Dickens actress lives up to Diocesan students' great expectations
Students at Diocesan School for Girls may have hoped for a taste of Harry Potter when British actress Miriam Margoyles visited their Auckland school this week. But they hadn't bargained on how passionate the 70-year-old BAFTA award-winning actress is about the only real love of her life - Charles Dickens.
About 150 Drama and English students at the all-girls independent school in Epsom were treated to a special one-off performance by Margoyles, who is famous for appearing in the Harry Potter movies, James and the Giant Peach and the Black Adder television series.

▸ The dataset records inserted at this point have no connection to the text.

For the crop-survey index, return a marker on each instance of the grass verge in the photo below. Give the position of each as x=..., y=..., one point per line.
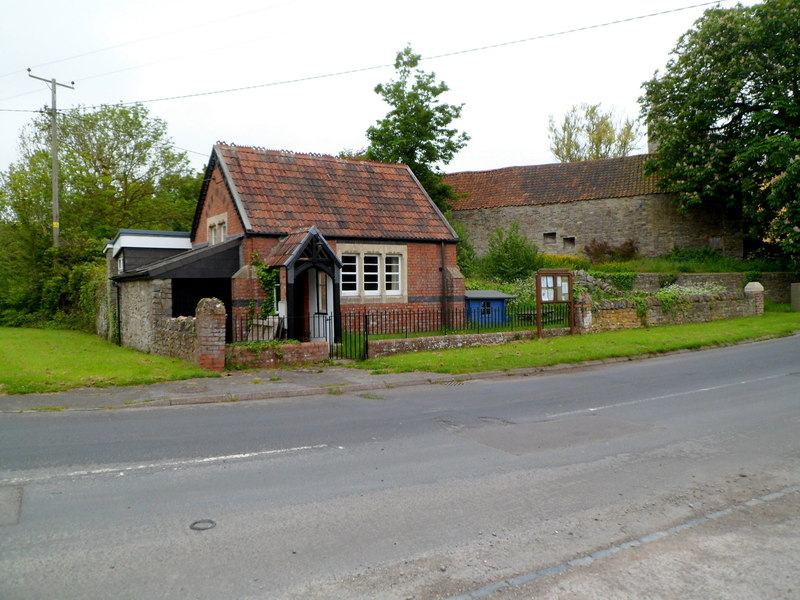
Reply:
x=42, y=360
x=581, y=348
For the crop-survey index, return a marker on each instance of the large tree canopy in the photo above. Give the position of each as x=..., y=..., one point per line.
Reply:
x=118, y=169
x=725, y=115
x=587, y=132
x=417, y=131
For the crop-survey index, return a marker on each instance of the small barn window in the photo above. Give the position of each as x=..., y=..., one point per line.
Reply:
x=349, y=274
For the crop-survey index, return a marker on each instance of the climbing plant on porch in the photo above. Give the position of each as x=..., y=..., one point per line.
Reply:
x=268, y=278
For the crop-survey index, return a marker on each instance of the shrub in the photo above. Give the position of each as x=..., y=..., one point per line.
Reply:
x=511, y=255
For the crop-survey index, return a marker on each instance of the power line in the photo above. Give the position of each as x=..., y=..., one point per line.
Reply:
x=434, y=57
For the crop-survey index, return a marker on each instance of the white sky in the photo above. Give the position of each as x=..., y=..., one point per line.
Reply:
x=125, y=50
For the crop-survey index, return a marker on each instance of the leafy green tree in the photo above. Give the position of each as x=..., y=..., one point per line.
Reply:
x=725, y=115
x=587, y=132
x=417, y=131
x=511, y=255
x=118, y=169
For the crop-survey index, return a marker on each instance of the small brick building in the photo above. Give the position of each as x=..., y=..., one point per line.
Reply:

Margoyles, who is touring New Zealand with her critically acclaimed one-woman show, Dickens Women to celebrate the 200th anniversary of the 18th Century author's birth, cast a spell over her young audience as she wove tales about Dickens' life and works. "I fell in love with Dickens when I was 11. He is the greatest writer of prose and creator of more than 2000 characters. At the time he died he was a great celebrity - the greatest man in the world. People would queue up to see him drink a glass of water!"
Before reading two captivating excerpts from Dickens' Great Expectations which included three of his most famous characters - Mrs Havesham, the boy Pip and the convict Magwitch - Margoyles jokingly pronounced: "I don't give a tuppeny-fart if you think it is boring. You will learn and listen."
Margoyles spoke of how Dickens was a great moralist who described human life "in all of its extremity and people in all their entirety, with all of their faults and secrets".
Asked by one student why she felt such a personal affinity with Dickens, she said: "There is a temperamental link. I have an excess of exuberance, like Dickens himself."
Mrs Havisham was one of Margoyles' favourite characters because as she grew older she could see the pathos behind people's evil and that we all have many facets. And her favourite part of acting in the Harry Potter movies? "The money."
Diocesan head girl and Drama student Annelise Hassell said when students heard the famous actress was going to appear at their school they couldn't quite believe it and her performance more than lived up to their own great expectations.
"I was really impressed with the way she portrays herself and switches into character. When she snaps between characters, you automatically know because you can see her whole body.